In fact, our experience suggests that any prompt management system should, at a minimum:

  • Organize a central workspace (whether that workspace is local or located on a remote hub) for managing prompts.
  • Offer a structured and intuitive versioning system, along with a way to document changes that were made in each version.
  • Enable easy navigation between different versions, and the ability to retrieve any specific version.
  • Provide an audit trail of who made changes, when these changes were made, and why.
  • Be well integrated with your prompt development tool, which in turn either integrates with, or supports LLM pipeline functionalities.

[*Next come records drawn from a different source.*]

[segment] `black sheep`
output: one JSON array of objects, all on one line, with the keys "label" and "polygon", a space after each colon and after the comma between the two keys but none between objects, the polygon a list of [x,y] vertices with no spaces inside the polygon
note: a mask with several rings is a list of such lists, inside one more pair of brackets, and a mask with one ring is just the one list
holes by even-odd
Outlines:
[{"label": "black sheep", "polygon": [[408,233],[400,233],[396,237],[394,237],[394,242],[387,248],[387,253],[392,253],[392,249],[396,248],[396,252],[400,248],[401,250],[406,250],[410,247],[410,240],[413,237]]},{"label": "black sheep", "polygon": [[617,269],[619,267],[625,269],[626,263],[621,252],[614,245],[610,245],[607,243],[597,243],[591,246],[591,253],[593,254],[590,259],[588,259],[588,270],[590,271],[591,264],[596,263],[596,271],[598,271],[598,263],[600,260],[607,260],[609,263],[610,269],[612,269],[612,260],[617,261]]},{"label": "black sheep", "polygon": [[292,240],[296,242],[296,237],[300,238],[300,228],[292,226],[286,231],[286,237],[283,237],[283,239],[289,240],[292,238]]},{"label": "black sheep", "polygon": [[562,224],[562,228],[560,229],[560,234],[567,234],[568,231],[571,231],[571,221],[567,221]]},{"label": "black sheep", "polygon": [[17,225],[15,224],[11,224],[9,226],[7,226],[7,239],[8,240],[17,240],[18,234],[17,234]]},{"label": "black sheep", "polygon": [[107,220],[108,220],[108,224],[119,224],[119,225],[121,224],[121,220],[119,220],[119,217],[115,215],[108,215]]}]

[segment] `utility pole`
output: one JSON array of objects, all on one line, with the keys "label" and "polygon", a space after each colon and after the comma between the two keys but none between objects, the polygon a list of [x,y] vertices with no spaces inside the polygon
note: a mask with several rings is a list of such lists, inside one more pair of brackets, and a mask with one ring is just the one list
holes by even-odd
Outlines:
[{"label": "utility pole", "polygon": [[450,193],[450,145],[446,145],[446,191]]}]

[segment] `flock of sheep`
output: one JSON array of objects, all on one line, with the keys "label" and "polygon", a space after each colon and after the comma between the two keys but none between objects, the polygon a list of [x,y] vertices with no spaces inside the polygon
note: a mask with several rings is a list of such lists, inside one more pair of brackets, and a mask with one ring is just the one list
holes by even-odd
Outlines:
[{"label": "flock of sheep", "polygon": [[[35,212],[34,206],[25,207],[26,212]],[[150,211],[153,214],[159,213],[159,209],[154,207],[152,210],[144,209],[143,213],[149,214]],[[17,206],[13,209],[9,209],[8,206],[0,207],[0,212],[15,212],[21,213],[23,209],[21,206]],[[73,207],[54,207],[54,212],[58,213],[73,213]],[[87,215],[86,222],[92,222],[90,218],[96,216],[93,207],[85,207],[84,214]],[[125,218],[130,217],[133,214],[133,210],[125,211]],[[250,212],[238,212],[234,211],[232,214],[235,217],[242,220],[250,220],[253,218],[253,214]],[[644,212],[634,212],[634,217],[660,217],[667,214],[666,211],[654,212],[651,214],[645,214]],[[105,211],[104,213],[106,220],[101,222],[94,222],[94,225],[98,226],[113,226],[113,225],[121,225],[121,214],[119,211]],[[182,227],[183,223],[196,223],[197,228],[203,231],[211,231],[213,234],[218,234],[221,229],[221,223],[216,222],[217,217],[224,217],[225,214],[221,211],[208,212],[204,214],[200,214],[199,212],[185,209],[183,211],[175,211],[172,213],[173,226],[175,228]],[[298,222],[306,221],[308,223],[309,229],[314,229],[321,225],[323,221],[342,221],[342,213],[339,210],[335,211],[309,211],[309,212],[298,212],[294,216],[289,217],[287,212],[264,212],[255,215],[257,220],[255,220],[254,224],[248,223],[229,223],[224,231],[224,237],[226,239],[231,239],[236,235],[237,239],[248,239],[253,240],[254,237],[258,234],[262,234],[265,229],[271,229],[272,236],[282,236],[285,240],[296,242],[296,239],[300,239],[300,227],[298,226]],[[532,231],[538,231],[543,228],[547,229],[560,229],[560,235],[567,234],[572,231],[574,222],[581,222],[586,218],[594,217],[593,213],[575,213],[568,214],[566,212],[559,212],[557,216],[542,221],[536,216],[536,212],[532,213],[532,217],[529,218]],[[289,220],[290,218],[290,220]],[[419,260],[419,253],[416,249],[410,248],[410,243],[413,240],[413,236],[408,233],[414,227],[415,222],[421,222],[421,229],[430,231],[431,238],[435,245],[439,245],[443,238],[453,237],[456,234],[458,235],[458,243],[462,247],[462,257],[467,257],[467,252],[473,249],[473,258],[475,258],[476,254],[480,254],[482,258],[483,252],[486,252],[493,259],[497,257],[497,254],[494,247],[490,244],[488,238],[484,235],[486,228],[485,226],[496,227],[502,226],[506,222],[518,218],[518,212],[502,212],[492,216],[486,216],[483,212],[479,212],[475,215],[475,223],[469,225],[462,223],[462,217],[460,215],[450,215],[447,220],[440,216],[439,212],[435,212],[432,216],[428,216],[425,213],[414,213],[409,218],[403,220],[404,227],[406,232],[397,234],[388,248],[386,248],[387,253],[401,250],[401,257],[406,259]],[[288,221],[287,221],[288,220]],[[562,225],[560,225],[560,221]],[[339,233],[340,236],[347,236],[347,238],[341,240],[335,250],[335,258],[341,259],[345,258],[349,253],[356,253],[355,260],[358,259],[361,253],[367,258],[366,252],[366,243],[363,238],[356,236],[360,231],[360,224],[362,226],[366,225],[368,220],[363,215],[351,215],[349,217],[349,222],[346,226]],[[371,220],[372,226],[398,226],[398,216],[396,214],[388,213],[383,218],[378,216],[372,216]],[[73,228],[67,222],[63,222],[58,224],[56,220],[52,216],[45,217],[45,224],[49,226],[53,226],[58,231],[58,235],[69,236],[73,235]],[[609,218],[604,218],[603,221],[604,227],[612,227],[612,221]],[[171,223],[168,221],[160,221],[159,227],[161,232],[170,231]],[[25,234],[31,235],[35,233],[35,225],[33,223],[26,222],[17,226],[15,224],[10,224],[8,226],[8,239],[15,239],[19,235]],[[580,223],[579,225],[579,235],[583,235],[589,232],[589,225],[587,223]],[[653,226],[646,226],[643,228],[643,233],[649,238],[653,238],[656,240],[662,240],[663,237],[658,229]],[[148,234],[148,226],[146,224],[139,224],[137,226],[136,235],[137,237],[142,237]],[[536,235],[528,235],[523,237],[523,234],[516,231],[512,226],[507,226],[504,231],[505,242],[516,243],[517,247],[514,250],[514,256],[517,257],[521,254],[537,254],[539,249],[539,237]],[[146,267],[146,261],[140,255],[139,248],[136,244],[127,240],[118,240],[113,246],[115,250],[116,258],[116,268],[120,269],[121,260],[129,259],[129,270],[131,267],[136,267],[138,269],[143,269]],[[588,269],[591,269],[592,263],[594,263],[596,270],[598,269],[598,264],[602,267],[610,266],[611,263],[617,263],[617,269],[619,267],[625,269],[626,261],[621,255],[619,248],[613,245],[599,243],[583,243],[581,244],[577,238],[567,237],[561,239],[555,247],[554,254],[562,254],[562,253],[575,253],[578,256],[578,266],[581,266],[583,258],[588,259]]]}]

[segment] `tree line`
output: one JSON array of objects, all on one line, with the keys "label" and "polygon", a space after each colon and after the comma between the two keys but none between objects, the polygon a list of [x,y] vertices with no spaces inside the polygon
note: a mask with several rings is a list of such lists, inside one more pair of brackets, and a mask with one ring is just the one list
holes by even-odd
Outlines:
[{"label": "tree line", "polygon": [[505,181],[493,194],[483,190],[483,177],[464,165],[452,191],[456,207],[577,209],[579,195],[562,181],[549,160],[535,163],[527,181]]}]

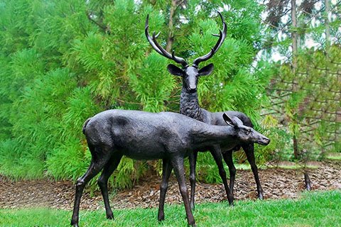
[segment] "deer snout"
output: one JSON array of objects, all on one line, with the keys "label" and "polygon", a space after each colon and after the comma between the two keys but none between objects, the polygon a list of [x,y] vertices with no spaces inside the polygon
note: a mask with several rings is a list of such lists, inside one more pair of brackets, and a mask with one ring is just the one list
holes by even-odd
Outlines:
[{"label": "deer snout", "polygon": [[258,143],[264,145],[266,145],[270,143],[270,139],[266,136],[262,136]]},{"label": "deer snout", "polygon": [[194,92],[197,92],[197,87],[188,86],[188,87],[187,88],[187,89],[188,89],[188,92],[190,92],[190,93],[194,93]]}]

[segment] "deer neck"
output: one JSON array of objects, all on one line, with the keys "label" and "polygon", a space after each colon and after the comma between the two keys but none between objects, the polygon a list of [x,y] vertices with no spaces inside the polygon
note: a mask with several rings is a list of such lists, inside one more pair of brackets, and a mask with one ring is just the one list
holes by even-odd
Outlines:
[{"label": "deer neck", "polygon": [[197,93],[190,93],[183,86],[180,99],[180,114],[204,121],[204,113],[199,106]]},{"label": "deer neck", "polygon": [[193,145],[197,149],[212,145],[232,144],[238,139],[234,129],[229,126],[202,125],[192,132]]}]

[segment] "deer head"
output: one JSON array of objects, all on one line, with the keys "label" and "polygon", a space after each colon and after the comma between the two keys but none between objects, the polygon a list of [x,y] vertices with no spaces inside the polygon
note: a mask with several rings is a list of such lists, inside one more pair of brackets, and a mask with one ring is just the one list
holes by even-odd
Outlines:
[{"label": "deer head", "polygon": [[270,143],[269,138],[259,133],[254,128],[244,126],[243,122],[237,116],[229,116],[224,113],[222,118],[227,124],[234,128],[237,137],[242,141],[256,143],[264,145],[266,145]]},{"label": "deer head", "polygon": [[173,51],[172,54],[170,54],[160,44],[158,43],[156,38],[160,35],[160,33],[156,35],[154,32],[153,33],[153,36],[151,37],[148,31],[149,27],[149,15],[147,16],[146,19],[144,31],[148,41],[149,43],[151,43],[153,48],[154,48],[154,50],[156,50],[156,52],[160,55],[168,59],[173,60],[176,63],[181,64],[182,68],[179,68],[173,64],[170,64],[167,67],[167,69],[171,74],[175,76],[180,76],[183,77],[183,87],[185,87],[188,92],[196,92],[198,77],[200,76],[209,75],[213,71],[213,64],[209,64],[201,69],[199,69],[199,63],[211,58],[220,48],[224,42],[224,40],[225,39],[227,26],[224,21],[222,14],[220,12],[218,12],[218,13],[222,19],[223,28],[222,31],[221,30],[219,31],[219,34],[212,34],[214,36],[219,37],[217,44],[212,48],[211,48],[211,50],[207,54],[196,58],[193,61],[193,64],[192,64],[191,66],[188,65],[188,63],[183,58],[175,56],[174,51]]}]

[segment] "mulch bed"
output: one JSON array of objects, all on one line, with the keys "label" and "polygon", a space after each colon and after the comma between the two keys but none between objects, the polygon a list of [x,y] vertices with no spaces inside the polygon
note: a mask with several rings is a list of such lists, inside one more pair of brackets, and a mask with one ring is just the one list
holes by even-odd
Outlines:
[{"label": "mulch bed", "polygon": [[[341,162],[318,162],[318,168],[308,170],[313,190],[341,189]],[[301,170],[267,168],[259,170],[259,177],[266,199],[300,196],[304,190],[304,177]],[[140,179],[131,189],[115,192],[110,195],[112,208],[157,207],[161,177],[151,176]],[[189,182],[189,180],[188,180]],[[188,185],[189,188],[189,185]],[[197,183],[195,202],[217,202],[226,199],[222,184]],[[0,208],[45,206],[72,209],[75,187],[70,181],[22,180],[13,182],[0,176]],[[237,199],[256,199],[256,183],[251,170],[237,170],[234,184]],[[166,204],[180,204],[178,183],[170,177],[166,195]],[[83,194],[81,209],[102,209],[104,205],[99,192],[90,196]]]}]

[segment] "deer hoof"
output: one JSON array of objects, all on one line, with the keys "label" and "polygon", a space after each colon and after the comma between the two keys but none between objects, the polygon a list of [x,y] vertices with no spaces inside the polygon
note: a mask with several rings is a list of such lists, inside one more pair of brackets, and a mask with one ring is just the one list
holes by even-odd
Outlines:
[{"label": "deer hoof", "polygon": [[263,194],[262,194],[262,193],[259,193],[259,194],[258,194],[258,199],[259,199],[259,200],[263,200],[263,199],[264,199],[264,197],[263,196]]}]

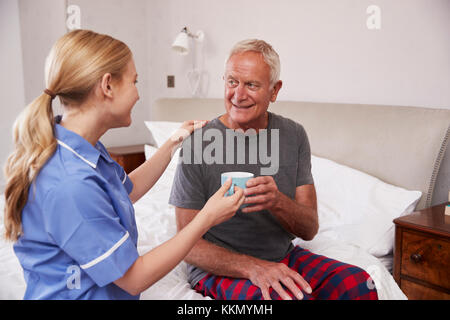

Below, we list five different prompting tools that implement prompt management, starting with an in depth discussion on how we designed Mirascope and Lilypad, our own toolkit and framework, respectively, for developing robust LLM applications, with respect to the discussion above.

  1. Mirascope and Lilypad—software engineering-inspired prompt engineering, versioning, and management.
  2. LangSmith—prompt versioning from a central hub.
  3. Agenta—wide compatibility with LLM app frameworks.
  4. Pezzo—visual prompt management and testing.
  5. PromptHub—for collaboration between tech and non-tech roles.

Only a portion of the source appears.